Warren Buffett’s two rules of money are simple. #1 Don’t lose money, #2 See rule #1. To that end, it’s been an extremely volatile market to say the least. There is a non-war war going on, oil infrastructure has been destroyed and there may be more to come.
Since I don’t like losing money, I have moved to large cash position, much like Warren Buffett but I like to stay invested and squeeze out income or returns somehow. I generally am thrilled to earn 10% return on an investment and my collar app is helping me do that even during volatile markets.

I run the app daily and yesterday gave me the list above for long term collars. I also have output for short term collars and ones specific to ETFs to cover different time horizons and equity instruments.

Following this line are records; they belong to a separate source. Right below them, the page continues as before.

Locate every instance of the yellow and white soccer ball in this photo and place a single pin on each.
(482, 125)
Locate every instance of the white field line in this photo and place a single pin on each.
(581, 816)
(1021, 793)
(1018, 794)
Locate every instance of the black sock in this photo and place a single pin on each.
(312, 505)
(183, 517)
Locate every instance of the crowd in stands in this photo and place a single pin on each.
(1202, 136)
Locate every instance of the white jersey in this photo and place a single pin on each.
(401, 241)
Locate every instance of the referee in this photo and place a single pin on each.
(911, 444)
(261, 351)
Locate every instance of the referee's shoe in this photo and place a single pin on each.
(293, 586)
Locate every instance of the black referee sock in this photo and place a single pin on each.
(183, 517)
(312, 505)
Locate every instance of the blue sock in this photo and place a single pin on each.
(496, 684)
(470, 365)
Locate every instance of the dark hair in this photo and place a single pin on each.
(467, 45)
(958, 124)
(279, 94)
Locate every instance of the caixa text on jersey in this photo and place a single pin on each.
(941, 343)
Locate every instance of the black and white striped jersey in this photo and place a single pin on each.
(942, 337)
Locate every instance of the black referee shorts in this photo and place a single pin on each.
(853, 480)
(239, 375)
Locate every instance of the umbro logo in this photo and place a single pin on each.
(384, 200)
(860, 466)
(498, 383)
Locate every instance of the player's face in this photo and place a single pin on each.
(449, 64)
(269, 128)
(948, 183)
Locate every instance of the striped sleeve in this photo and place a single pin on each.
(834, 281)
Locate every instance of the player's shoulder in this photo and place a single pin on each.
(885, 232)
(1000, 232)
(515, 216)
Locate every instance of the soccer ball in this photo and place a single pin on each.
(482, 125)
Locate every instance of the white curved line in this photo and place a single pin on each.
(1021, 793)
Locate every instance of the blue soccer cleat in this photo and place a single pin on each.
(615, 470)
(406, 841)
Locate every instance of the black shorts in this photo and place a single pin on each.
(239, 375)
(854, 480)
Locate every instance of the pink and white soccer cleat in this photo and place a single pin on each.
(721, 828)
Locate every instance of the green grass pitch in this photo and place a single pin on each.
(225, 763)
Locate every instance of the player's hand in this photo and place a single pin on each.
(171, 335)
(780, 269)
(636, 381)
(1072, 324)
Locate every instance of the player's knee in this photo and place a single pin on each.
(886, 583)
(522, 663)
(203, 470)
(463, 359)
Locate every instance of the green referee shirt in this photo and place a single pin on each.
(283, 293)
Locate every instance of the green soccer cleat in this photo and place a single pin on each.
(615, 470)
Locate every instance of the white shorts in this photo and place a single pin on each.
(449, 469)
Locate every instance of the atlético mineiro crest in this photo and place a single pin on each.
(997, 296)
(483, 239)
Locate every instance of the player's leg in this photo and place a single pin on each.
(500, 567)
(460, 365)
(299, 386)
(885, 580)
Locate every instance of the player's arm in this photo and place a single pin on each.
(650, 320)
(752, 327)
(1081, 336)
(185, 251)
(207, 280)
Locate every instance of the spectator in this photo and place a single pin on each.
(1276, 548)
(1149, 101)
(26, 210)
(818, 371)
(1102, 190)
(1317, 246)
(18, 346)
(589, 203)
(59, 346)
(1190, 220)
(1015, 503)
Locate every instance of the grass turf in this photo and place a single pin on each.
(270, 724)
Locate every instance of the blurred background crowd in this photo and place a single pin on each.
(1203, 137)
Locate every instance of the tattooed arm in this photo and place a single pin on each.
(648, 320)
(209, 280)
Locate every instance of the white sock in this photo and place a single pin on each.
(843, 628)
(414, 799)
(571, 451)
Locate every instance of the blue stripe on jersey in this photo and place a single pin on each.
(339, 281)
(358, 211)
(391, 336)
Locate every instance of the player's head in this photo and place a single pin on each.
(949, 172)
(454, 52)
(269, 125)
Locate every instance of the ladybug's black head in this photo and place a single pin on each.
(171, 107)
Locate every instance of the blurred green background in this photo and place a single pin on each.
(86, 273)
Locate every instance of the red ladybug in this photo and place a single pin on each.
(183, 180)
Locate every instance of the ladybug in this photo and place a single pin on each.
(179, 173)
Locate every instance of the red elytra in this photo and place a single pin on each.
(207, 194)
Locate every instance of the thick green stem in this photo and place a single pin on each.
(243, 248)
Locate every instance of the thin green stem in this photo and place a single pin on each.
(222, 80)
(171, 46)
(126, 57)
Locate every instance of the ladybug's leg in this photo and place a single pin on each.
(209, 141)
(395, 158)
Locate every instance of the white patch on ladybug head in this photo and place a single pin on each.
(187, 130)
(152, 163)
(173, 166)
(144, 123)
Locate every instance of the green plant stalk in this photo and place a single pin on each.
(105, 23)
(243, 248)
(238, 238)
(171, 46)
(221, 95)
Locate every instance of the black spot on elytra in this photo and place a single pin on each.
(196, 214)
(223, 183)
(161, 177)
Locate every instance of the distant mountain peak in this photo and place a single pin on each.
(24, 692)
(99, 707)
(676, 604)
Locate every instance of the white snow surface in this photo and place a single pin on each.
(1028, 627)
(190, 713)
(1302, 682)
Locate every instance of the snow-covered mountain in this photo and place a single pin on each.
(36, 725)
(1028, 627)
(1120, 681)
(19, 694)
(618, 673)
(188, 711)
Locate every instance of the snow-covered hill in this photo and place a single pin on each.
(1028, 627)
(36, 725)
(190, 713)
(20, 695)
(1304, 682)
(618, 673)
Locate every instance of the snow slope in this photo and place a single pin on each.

As you can see from the image above, there were slim pickings and it’s been like that for a while. The volatility makes it difficult to find good collars.

I took the plunge and bought 100 shares of Amazon today and sold the March 19 2027 $250 call and bought the March 19 2027 $230 put. Essentially this is a minimal loss trade should Amazon tank but an upside cap close to 10% (annualized) should Amazon continue to rally and grow beyond. This is the first item highlighted in the app output above, I considered the other for higher gains but it also had higher potential losses and in this volatile market, I will take minimal losses versus riskier gains.
The key here is I can always roll the option into the future if I want to keep Amazon and have the right to sell it at $230 if things go badly for Amazon.
I also have collars around NVDA, IBIT, IGV, SLV, GLD, and GNRC and all are providing either minimal to zero losses and/or 10% upside return (annualized).